President Trump rallies GOP in Warren County

President Donald Trump made his pitch Friday at the Warren County Fairgrounds for sending Republicans back to Washington in November, telling them the U.S. is “now the hottest country anywhere in the world.”

>>PHOTOS FROM THE EVENT HERE<<

“We are here to make sure that our amazing progress continues full speed ahead,” Trump said. “America is thriving. And America is winning. And we are viewing now, for the first time in many decades, a phenomena called, so simply, ‘America First.’”

PHOTOS: President Trump rallies GOP in Lebanon

The president also gave his “love” to the survivors of Hurricane Michael, which ripped across the Southeast over the past several days, killing 16 and devastating Florida’s panhandle.

The president’s visit to the traditionally conservative Warren County injects him into a tight race between 1st Congressional District incumbent U.S. Rep. Steve Chabot, R-Cincinnati, and Democrat Aftab Pureval, a Beavercreek native and the Hamilton County Clerk of Courts.

The race is regarded as one of the tightest in the country. The district includes swaths of Cincinnati.

The Warren County stop was part of a 10-day, six-state campaigning trip to drum up support for Republicans in tight U.S. House races ahead of the midterm elections, which are historically challenging for the party holding the White House. Trump has personally characterized the midterms as a referendum on his first two years in office.

Though previously in Ohio at the at the 2016 Republican National Convention then-candidate Trump said “I alone can fix” the nation’s woes, GOP allies who spoke ahead of his address reminded supporters of the president’s reliance on Congressional Republicans. Together, they reformed the tax code and confirmed two justices to the U.S. Supreme Court.

“You don’t want to see higher taxes or or more regulations,” said U.S. Sen. Rob Portman, who in 2016 said he would not vote for or support Trump following the infamous “Access Hollywood” tape leak. “We can do even more as Republicans if we had more of us.”

Rallygoers queued down the fairground’s long gravel racetrack leading to the security checkpoint. One-by-one, they filed into the open-air pavilion. Two yellow Caterpillar excavators hoisted an American flag behind the iconic blue presidential podium. The U.S. Secret Service did not immediately respond to an inquiry about the number of attendees.

“I am really surprised we can fit this many people in our little town,” Lebanon resident Sheila Gabbard said as she walked along the track leading to the rally area entrance before the rally.

Kyle Hartman of Canal Winchester was the first in line Friday when the gates opened. He spent the night on the sidewalk in front of the fairgrounds for a better outcome than when he couldn’t get into a rally at Olentangy High School in Delaware County several months ago after arriving late.

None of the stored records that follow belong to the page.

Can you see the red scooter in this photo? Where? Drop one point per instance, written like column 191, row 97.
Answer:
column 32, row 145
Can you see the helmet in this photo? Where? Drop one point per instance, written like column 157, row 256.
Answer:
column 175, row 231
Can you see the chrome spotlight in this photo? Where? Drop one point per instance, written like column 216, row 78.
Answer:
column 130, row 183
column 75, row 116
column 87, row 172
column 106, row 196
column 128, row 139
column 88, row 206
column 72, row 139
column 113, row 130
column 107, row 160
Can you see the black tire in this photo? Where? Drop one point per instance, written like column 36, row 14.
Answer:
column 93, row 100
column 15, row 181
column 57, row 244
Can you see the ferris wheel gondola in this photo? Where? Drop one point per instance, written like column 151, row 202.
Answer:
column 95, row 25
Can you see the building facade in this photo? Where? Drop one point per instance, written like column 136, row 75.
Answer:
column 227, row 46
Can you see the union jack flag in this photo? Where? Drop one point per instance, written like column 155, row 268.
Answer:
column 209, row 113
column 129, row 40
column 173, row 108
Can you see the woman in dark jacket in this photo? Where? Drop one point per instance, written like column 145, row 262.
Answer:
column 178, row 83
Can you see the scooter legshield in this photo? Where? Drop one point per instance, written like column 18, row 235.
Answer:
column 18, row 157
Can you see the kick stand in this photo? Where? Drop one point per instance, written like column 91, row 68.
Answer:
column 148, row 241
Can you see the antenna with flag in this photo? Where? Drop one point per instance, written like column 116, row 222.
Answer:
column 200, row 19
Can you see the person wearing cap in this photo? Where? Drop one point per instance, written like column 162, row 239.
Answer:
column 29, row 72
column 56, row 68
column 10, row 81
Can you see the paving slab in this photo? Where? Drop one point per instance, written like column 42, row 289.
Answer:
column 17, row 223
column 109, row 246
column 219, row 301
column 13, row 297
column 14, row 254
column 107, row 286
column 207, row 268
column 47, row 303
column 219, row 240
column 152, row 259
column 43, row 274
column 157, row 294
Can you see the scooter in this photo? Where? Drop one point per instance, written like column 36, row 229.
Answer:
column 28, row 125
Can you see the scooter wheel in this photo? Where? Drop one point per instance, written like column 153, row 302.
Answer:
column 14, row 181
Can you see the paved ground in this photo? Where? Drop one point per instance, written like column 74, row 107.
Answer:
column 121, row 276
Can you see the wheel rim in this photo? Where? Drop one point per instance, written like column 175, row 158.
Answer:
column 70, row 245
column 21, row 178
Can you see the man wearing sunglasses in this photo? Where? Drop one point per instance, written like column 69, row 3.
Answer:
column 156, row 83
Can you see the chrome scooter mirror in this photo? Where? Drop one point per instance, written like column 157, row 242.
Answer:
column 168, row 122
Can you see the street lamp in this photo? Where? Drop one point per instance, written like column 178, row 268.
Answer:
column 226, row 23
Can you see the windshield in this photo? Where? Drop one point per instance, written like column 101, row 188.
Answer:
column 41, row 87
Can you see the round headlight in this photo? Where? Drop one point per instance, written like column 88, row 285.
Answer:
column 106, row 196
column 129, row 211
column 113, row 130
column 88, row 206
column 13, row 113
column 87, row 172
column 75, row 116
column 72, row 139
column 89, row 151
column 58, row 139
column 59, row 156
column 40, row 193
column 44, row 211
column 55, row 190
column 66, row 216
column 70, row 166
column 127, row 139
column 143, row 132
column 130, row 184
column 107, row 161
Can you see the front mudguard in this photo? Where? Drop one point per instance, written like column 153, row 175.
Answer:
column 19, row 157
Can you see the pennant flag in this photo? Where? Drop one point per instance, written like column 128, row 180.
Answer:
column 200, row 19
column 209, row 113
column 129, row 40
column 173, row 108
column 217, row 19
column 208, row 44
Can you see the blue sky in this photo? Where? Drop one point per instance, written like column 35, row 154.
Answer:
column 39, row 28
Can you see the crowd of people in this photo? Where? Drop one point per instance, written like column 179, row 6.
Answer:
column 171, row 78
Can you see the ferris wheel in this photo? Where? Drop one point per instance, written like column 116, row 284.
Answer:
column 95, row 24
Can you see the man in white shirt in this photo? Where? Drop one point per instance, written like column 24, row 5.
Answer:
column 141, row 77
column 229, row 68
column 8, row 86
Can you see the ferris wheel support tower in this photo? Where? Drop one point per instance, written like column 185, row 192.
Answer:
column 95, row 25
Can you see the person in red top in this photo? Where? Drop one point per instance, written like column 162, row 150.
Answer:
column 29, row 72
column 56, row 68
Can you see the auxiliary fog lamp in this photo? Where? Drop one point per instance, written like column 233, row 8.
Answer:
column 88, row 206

“That upset me a little bit,” Hartman said. I wanted to make sure that I was going to make it, number one. And number two, I thought it would be really cool to be up front. I have a lot of respect for this President.”

Luke Clifford, who works for an equipment company in Franklin, said he will vote straight Republican down this November’s ballot. He voted for the president in 2016 and remains pleased with his performance in office.

“I like pretty much everything he’s done,” Clifford said. “It’s time we had a president that, whatever he said on the campaign trail, he’s actually getting done. It never seems to happen, and he’s doing it.”

Among the politicians in attendance were U.S. Rep. Jim Renacci, R-Wadsworth, who is running for U.S. Senate, and Ohio Secretary of State Jon Husted, who is running for lieutenant governor.

Husted’s up-ticket running mate, Ohio Attorney General Mike DeWine, passed out copies of his wife Fran’s cookbooks ahead of the event, but said he would duck out before the president’s arrival to attend a long-scheduled fundraiser in Beavercreek.

Democrats countered the rally with one of their own.

Chris Olinger and Lorie Luyrink campaigned for Democratic candidates outside the fairgrounds. The counter rally participants held signs saying “We deserve better” and others referencing Supreme Court Justice Brett Kavanaugh.

Everything’s bothering me, but the Kavanaugh investigation put me right over the edge,” said Kathy Thompson of Brunswick.

In a call ahead of the rally, U.S. Rep. Marcia Fudge, D-Cleveland, said Trump “knows he’s turned off lots of these voters, so he’s trying to get them back in the base because if they can’t, they lose Ohio. He’s trying to do everything he can to make up to the people he had already turned off.”